Søren “Bjergsen” Bjerg – najważniejsze ogniwo drużyny. Jest w stanie sam wygrywać gry, kiedy znajduje się w komfortowej sytuacji. Ostatnio jednak, podobnie jak reszta drużyny, jest w gorszej dyspozycji. Bjergsen musi odzyskać swoją formę, jeśli TSM liczy na jakikolwiek sukces na Worldsach. Potrafi grać różnymi typami championów, co sprawia, że ma ogromny champion pool. Dobrze spisuje się Azirem i Lulu, co może być bardzo ważne na zbliżających się Mistrzostwach. Jest shotcallerem drużyny.
Jason “WildTurtle” Tran – kanadyjski strzelec, który był już blisko odsunięcia od głównego składu. Od czasu MSI prezentował się bardzo słabo. W jednej z gier był zastąpiony przez Keitha, który jednak później wrócił do szkoły. Pod koniec sezonu zaczął grać lepiej. Ostatnio bardzo dobrze sprawdza się na hyper carry, takich jak Kog’Maw czy Tristana. Od tego, czy będzie w stanie pomóc Bjergsenowi w carry’owaniu może zależeć to, jak daleko zajdzie TSM.

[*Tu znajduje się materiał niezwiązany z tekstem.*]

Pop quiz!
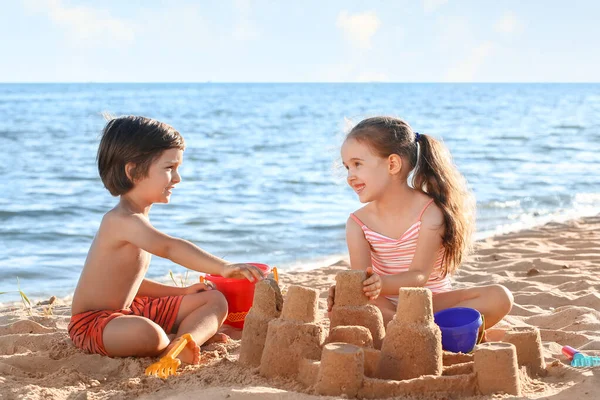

Jang-sik “Lustboy” Ham – koreański support, który dobrze radzi sobie w walkach drużynowych. Jest często inicjatorem teamfightów. Jego największym problemem jest roamowanie we wczesnej fazie gry – rzadko udaje mu się dobrze zgankować. Jego mocną stroną jest szybkie dostosowywanie się do mety i duży champion pool. Posiada bardzo dobre skillshoty.
Podsumowanie
Zalety:
- całkiem dobra kontrola celów na mapie
- Dyrus i WildTurle grają ostatnio trochę lepiej
- Bjergsen ma duży potencjał, by samodzielnie wygrywać gry…
Wady:
- …ale sam Bjergsen może nie wystarczyć
- nierówna gra zespołu
- problemy z odrabianiem strat
TSM nie jest tym samym zespołem, co chociażby pół roku temu. Teraz walczy z własnymi problemami i stara się odnaleźć swój sposób na grę. Dodatkowo znalazł się w trudnej grupie, z której raczej nie ma szans wyjść, o ile nie zaprezentuje się bardzo dobrze albo jego przeciwnicy będą się źle spisywać.
Szansa na wygranie Mistrzostw: – 3% jeśli LDG albo KT Rolster będą w bardzo słabej dyspozycji.